Yerel seçimlerin umut dolu sonuçlara vesile olmasını dileyen Bahçeli, "Mahalli İdareler Seçimleri Türkiye'nin yeni hükümet sistemi kapsamında en önemli demokratik imtihanıdır. Bu seçimde yalnızca belediye başkanı, il genel meclisi, belediye meclis üyesi, köy ve mahalle muhtarlarını belirlemeyeceksiniz. 31 Mart'ta bunlardan daha fazlasını yapacaksınız.
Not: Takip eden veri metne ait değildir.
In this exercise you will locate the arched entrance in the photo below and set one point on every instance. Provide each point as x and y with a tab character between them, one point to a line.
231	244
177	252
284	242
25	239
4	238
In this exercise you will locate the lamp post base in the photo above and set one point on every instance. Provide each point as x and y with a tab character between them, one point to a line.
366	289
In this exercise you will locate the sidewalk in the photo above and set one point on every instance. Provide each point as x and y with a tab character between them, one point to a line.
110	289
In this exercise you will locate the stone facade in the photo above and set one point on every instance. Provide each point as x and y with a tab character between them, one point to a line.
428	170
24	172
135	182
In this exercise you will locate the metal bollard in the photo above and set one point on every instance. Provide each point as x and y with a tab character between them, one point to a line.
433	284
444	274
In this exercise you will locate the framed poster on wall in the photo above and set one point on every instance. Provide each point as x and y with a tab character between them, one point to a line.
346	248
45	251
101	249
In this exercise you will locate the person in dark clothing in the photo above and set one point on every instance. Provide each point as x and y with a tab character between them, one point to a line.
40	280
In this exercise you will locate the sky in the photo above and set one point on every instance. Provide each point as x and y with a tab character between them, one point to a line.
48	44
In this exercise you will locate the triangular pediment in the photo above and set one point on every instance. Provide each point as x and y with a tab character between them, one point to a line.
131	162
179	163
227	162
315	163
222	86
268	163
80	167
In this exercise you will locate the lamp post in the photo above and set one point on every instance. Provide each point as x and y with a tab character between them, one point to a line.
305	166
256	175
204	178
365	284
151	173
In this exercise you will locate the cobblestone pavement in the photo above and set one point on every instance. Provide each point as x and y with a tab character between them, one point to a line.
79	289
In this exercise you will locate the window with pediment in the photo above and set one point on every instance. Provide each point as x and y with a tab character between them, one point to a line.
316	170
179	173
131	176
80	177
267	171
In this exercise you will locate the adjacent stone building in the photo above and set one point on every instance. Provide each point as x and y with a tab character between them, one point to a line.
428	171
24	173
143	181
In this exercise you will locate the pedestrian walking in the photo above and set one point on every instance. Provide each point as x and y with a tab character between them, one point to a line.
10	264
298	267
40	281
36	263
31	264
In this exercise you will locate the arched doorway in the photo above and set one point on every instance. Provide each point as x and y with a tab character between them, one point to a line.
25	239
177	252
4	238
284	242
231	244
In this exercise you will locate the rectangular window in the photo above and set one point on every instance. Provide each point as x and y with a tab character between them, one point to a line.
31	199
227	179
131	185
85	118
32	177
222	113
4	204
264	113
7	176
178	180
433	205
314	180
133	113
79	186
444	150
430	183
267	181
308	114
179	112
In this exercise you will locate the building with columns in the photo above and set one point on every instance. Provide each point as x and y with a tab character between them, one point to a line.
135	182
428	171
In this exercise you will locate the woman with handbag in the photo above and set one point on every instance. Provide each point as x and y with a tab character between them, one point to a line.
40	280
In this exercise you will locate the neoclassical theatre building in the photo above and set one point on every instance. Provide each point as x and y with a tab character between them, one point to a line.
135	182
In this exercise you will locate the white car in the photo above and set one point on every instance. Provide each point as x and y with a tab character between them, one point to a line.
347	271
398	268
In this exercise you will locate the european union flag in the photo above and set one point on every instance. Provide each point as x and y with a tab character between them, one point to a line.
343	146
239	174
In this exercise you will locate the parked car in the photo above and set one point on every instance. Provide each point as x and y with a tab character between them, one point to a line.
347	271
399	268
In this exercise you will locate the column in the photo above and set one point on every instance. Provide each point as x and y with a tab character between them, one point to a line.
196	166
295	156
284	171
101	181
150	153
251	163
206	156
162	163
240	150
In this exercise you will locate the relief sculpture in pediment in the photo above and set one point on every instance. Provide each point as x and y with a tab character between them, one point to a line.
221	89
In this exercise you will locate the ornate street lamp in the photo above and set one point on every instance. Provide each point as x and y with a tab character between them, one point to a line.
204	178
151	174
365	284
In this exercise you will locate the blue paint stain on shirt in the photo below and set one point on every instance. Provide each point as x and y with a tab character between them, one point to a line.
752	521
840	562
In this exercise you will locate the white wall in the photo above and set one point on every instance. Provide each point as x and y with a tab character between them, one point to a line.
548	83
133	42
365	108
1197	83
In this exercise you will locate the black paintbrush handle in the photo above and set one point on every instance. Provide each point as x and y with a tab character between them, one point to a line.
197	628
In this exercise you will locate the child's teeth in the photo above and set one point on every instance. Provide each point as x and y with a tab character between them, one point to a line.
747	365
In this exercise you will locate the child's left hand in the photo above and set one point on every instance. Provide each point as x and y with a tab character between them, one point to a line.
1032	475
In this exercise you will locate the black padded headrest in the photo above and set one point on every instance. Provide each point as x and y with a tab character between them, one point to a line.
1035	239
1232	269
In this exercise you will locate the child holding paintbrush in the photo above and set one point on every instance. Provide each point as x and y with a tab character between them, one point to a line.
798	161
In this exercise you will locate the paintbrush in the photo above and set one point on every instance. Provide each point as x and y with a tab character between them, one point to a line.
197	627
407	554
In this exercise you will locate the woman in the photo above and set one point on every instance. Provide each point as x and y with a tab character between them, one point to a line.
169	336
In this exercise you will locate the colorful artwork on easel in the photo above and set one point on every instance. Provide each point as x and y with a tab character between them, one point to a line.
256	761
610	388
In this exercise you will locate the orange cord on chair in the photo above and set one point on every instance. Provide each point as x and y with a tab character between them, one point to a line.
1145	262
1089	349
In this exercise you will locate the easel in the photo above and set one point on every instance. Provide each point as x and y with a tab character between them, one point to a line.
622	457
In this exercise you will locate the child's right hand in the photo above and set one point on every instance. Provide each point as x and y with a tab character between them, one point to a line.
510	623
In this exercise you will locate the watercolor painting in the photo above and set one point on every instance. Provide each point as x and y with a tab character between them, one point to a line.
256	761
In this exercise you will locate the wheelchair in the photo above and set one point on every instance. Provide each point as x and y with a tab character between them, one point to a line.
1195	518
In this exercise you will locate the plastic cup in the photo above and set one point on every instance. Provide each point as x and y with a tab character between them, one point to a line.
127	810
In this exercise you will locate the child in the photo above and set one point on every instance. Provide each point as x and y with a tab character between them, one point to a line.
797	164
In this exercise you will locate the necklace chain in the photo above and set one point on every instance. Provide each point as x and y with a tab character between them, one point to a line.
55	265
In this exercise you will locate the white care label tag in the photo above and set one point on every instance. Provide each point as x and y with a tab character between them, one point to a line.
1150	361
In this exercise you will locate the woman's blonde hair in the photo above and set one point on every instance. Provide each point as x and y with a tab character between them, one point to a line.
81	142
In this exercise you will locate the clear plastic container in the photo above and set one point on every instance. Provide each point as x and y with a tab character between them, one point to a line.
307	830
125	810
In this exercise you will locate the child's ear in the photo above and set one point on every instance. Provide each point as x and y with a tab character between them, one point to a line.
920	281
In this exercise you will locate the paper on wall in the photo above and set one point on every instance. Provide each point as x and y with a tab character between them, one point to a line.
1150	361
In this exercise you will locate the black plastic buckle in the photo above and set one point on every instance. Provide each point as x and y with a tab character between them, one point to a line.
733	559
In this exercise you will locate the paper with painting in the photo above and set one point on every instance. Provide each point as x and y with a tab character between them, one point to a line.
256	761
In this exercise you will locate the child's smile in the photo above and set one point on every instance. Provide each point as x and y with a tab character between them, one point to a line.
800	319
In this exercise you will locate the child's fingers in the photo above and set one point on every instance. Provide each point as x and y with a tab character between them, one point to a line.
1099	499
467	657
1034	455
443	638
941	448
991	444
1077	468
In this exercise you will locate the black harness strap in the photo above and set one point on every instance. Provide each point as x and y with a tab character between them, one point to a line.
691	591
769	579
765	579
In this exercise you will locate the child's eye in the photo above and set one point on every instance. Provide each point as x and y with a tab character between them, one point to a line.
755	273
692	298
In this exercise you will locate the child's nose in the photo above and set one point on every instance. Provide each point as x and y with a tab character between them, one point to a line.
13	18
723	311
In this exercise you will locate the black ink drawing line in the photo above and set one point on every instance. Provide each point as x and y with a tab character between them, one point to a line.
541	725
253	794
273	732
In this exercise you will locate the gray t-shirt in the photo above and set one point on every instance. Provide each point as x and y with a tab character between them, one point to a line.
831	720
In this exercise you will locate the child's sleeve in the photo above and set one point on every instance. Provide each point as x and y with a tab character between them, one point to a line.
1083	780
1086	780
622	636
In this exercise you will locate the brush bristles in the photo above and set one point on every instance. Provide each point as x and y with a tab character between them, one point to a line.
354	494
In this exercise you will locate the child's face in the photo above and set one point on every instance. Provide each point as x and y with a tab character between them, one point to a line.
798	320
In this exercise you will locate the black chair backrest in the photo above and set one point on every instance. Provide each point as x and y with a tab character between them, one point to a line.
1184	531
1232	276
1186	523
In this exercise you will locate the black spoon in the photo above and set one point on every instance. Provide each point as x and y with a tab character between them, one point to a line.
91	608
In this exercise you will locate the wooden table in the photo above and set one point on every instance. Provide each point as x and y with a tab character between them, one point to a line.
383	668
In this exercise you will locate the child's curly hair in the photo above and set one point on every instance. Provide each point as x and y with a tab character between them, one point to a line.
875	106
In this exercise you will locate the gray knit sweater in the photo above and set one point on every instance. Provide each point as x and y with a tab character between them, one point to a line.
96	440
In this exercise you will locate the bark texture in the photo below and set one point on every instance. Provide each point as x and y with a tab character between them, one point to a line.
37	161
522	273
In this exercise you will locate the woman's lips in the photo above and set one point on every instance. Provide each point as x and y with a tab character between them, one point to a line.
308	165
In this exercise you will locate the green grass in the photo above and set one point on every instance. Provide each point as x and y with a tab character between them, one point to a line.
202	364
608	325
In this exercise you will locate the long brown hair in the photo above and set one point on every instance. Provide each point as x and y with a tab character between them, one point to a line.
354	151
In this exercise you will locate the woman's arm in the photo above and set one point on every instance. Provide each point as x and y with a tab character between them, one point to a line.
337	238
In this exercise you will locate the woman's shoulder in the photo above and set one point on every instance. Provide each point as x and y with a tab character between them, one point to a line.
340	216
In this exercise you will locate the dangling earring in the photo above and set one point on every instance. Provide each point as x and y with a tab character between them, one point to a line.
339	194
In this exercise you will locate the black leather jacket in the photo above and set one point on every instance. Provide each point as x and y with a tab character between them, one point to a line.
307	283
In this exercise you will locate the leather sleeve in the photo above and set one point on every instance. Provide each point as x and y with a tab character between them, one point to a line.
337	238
Bu nedenle Osmaniyeli kardeşlerimden ricam mutlaka sandığa gitmeleri, katılımın yüksek olmasına dikkat etmeleridir." diye konuştu.
Sandıklara mutlaka sahip çıkılması, sandık güvenliği konusunda en ufak açık ve aksaklığa izin verilmemesi gerektiğini vurgulayan Bahçeli, hizmette süreklilik için Osmaniye Belediye Başkanı Kadir Kara'ya destek istedi.
Cumhur İttifakı'nın önemine işaret eden Bahçeli, "Cumhur İttifakı, 'önce ülkem ve milletim' anlayışının siyasi temsil makamıdır, siyasi ahlak ve erdemin simgesidir, milletimizin ruh kökünden doğmuş, kutlu iradesiyle doğrulmuş, istikbal ve istiklal hedefleriyle devleşmiş Türkiye'nin güvencesi, milli bekamızın yılmaz bekçisi olmuştur." dedi.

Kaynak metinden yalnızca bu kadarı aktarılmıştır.